# Gallons per acre for effective broadleaf control



## Edd in KY (Jul 16, 2009)

I am setting up a new ( to me) 20 ft boom sprayer for pastures and grass hay fields. When I calibrated it at 20psi, and a reasonable spraying ground speed, it was putting out 11 gallons per acre. This is great for minimizing refills and with fan jets it should get decent coverage. But what have you learned in your experience? I will be using Grazon Next HL on pastures and Crossbow on Hay, both with surfactants. Will 11 gallons get the needed leaf coverage? I am using 20psi to minimize drift.


----------



## Vol (Jul 5, 2009)

Edd, I used to use 20-25 gallons per acre, but changed to 10 gallons per acre when I noticed on most herbicide labels that their minimum gpa for application was 10 gallons. I cannot tell any difference on the effectiveness of the herbicides I used doing both gpa's. For pastures and hayfields you should not have any problem. 30 psi and under is recommended for low drift requirements.....20 seems a little low but a good indicator of your coverage is by observing the effectiveness of your coverage when using glyphosate. The resulting coverage will be very obvious.

Regards, Mike


----------



## rjmoses (Apr 4, 2010)

I run 20 gpa at 40 PSI and 5.5MPH.

Drift is a function of droplet size, spray height and wind. A smaller droplet size will give better coverage at the risk of more drift.
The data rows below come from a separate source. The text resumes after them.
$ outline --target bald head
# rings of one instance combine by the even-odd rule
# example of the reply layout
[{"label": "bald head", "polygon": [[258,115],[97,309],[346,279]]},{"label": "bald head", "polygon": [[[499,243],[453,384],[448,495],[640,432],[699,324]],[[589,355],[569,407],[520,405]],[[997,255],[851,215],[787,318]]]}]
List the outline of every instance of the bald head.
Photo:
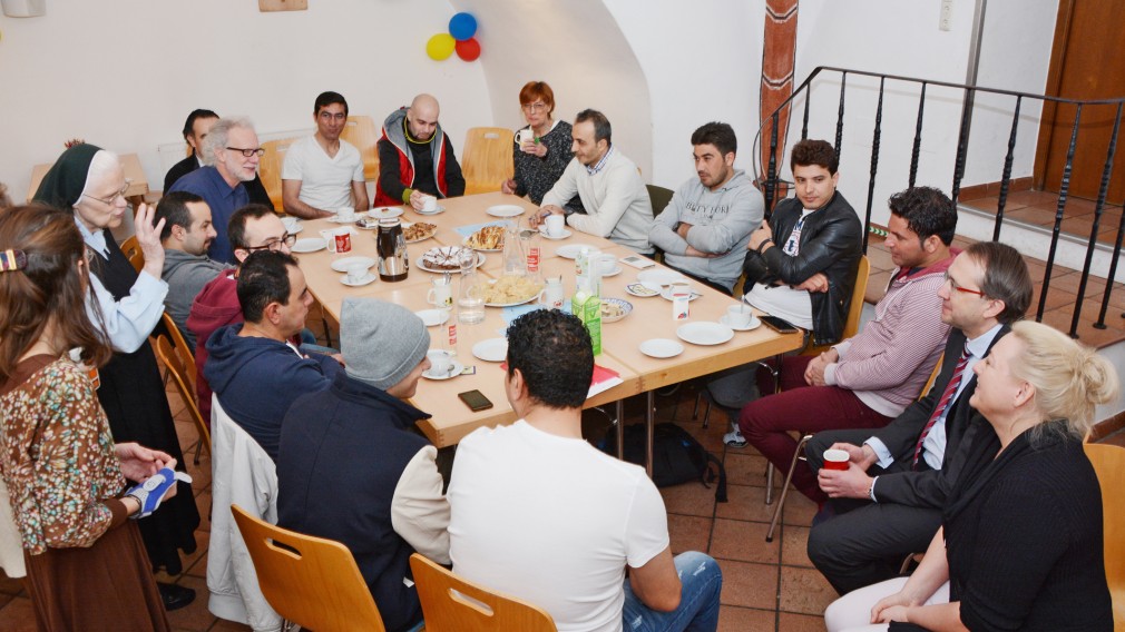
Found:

Some weeds require the herbicide to spread more over the leaf surface to be effective. Adding MSO, non-ionic surfactant or ammonium sulfate is always a good idea unless contra-indicated.

Hope this helps....

Ralph


----------



## swall01 (Jun 10, 2018)

I use the TeeJet brand nozzles and have different sets for different applications. You need to stay within the PSI range for the nozzles you have. 20 PSI is not reccomended on the chart for any of the tips i use even though the data (gpm) is published for them. I would suggest 30 PSI as minimum and 40 PSI as ideal for most applications without getting into a droplet size that is too small. If your grass is more than about 10 inches deep you will likely not touch any weeds or insects at ground level with 20 PSI. The weeds that have just sprouted are just as important to kill as those above the grass canopy. Also, some dont realize worm defense is to fall to the ground when threat (tractor vibration) is percieved. So either way you want enough pressure to punch all the way through.


----------